Emmy felt like a thundercloud had moved into her chest. Jonah had done the same thing to her. The house was never clean enough. She never looked nice enough. She was a bad cook. A bad mother. There was always some magical woman who effortlessly did it all.

She said, “All right, Dr. Archer. Give me one of your famous lectures. What else do abusers do?”

Jude raised an eyebrow, but that was all the protest she offered. “He destroys things he knows she cares about. Photographs, family heirlooms, plants.”

Emmy was pretty good at destroying her own plants. “What else?”

“Creates social isolation. Controls where she goes, who she spends time with, what she reads, what she watches on television, listens to on the radio, posts online.”

“Allison’s Facebook page hasn’t been updated in five years. I couldn’t find her on any other socials.” Emmy went to the keypad on the side of the garage door, punched in the code Sherry had found written on a card inside a kitchen drawer. “What else?”

“Humiliates her for having hobbies and interests. Expresses jealousy for time she’s engaged in self-care. Makes all the decisions for her under the guise of caring. Lets her make small decisions and ridicules her for her choices.”
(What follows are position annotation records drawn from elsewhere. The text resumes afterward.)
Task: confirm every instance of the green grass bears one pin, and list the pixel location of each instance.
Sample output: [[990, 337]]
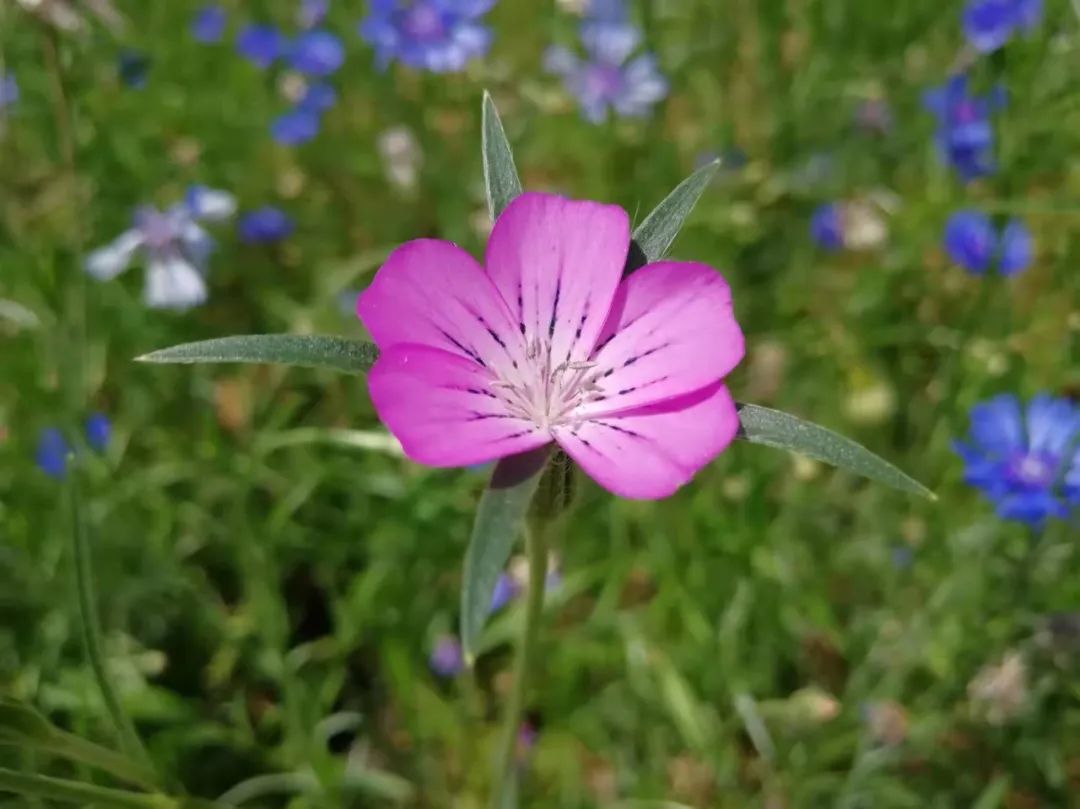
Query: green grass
[[269, 596]]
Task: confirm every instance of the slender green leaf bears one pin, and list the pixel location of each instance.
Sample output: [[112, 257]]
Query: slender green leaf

Emmy mumbled a curse under her breath as she walked into the garage. That last part had pretty much encapsulated her marriage. She’d let Jonah handle their finances even though he barely worked, which was how she and Cole would’ve ended up homeless but for her parents.

It was a wonder Hannah had held her tongue as long as she did.

“Now that you’ve got me thinking about Bill, have you considered the possibility that Allison put the tracker in Mandy’s shoe?”

Emmy felt like her head was spinning. “Why would she do that?”

“Because Bill would’ve limited the easier options. It’s calledDigital Coercive Control: using the internet or electronic devices to control, harass, frighten or monitor the victim.”

Emmy watched Jude walk into the garage. She looked around the space, probably searching for clues into Bill’s psyche.

“He probably monitored Wi-Fi access and locked Allison out of passwords. That’s why she couldn’t put up cameras to monitor Mandy’s interactions with Woody. The family likely used some form of location-sharing app on their phones, but Bill would punish Allison by excluding her. Mandy doesn’t have a car, so Allison couldn’t track her that way. An AirTag would send a notification to Mandy’s phone. The shoe tracker was the only way Allison could keep up with her daughter without Bill’s permission.”

Emmy remembered the personal hell of trying to extricate Cole from Jonah’s family sharing plan. “I asked Bill if he had Life360 on his phone, but he told me he didn’t.”

“It’s illegal to lie to a police officer.”

“I’d need a warrant for his phone to prove he lied, and I can’t prove he lied without the phone.” Emmy thought of something else. “Allison would need an app to access the tracker.”

“Where are you on cracking the password on her phone?”

“In line at the GBI behind a thousand other police agencies who urgently need to get into a victim’s or suspect’s phone.”